Yes, Zelaya tried to subvert national institutions to his parochial advantage. But the military deposing a duly elected national president is inimical to the principals of democracy that the Honduran military is purporting to defend. I think Kevin Casas-Zamora said it best in a balanced piece for Brookings, "If Zelaya must be prosecuted for his hare-brained attempt to subvert the Honduran constitution, then let the courts proceed as rigorously as possible. And the same applies to the coup perpetrators. If Honduras is to have a decent future its politicians and soldiers, in equal measure, must learn that the road to democracy and development runs through the rule of law."
UPDATE: Republican members of Congress join the fray.
A Congressional Coup Caucus emerges
Support for the coup in Honduras extends beyond the pages of right wing political magazines to the United States Congress. Tomorrow, the House Committee on Foreign Affairs Ranking Member Ileana Ros-Lehtinen will host a private meeting for her Republican colleagues with former Honduran President Ricardo Maduro and former Costa Rican Ambassador to the U.S. Jaime Daremblum. According to the invitation, obtained by UN Dispatch, "President Maduro will help to outline the sequence of events leading to the shift in power in Honduras and removal of Manuel Zelaya; provide insight into Honduran constitutional authorities; and discuss how the U.S. can now work to support the democratic institutions and rule of law in Honduras." Ambassador Daremblum will discuss his Weekly Standard piece titled "A Coup for Democracy."
In related news, Florida Republican Connie Mack is circulating a congressional resolution that effectively supports the coup. So far, the Congressional Coup Caucus includes Dan Burton (Republican from Indiana), Jeff Fortenberry (Republican from Nebraska) and Dana Rohrabacher (Republican from California) who are co-sponsoring the resolution.

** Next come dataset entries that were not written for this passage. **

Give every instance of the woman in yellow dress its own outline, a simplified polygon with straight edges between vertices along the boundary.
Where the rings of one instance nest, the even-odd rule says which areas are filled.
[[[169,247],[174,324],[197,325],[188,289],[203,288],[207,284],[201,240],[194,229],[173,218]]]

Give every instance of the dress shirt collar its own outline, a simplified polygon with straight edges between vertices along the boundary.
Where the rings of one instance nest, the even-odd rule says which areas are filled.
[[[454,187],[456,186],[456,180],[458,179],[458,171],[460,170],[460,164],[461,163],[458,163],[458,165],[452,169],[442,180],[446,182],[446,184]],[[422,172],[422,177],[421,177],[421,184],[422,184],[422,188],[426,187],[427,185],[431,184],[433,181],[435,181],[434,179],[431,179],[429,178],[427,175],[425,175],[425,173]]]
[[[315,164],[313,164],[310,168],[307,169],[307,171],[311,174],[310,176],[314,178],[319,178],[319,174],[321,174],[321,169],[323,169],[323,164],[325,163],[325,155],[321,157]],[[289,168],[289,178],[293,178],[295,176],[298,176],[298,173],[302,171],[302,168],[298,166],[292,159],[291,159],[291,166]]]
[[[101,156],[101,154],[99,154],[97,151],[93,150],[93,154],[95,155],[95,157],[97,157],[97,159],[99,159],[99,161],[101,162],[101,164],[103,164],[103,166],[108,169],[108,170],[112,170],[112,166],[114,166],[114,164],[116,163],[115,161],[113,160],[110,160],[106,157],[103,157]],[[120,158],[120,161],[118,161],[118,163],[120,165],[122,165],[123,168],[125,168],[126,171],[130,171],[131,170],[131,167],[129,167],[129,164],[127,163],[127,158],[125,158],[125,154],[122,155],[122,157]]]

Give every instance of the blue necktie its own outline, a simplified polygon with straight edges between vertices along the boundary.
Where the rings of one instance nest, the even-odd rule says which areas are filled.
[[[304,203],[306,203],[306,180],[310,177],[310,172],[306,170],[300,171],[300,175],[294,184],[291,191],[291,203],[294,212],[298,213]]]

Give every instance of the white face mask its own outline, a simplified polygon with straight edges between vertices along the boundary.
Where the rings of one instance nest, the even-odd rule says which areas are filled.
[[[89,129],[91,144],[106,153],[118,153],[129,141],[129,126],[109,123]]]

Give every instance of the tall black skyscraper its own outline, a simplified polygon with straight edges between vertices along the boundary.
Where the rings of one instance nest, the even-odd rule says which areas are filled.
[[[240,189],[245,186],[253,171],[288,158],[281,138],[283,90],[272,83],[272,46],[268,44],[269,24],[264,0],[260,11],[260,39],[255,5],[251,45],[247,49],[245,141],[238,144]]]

Here is a sample of what they are signing onto, passed onto UN Dispatch from a congress watcher who says Rep. Mack will likely "drop it in the hopper" tomorrrow.
Whereas several sectors of Honduras were opposed to this referendum, including the legislature, the judiciary, the Attorney General, the Human Rights Commission, the Catholic Church, evangelical groups, business associations, and four of the five political parties represented in the National Congress—including President Zelaya's own party.
Whereas on June 28, 2009, just hours before the polls were to open for the illegal referendum, the Honduran military arrested President Zelaya pursuant to a court order, and later exiled him from the country.
Whereas the Honduran Supreme Court has stated that the military acted on its orders, and the Honduran Congress passed a decree removing President Zelaya from office and replacing him with the President of Congress, Roberto Micheletti.
Whereas since his removal, Mr. Zelaya has been flown around the hemisphere by Hugo Chavez’s private jets.
Whereas since Mr. Zelaya’s inaugural, Honduras has been plagued by lowered living standards as poverty, violence, unemployment, and inflation have remained high.
Now, therefore be it:
Resolved, that the House of Representatives –
(1) expresses its strong support for the people of Honduras;
(2) condemns Mr. Jose Manuel Zelaya Rosales for his unconstitutional and illegal attempts to alter the Constitution of Honduras; and
(3) calls on all parties to seek a peaceful resolution that is both legal and constitutional.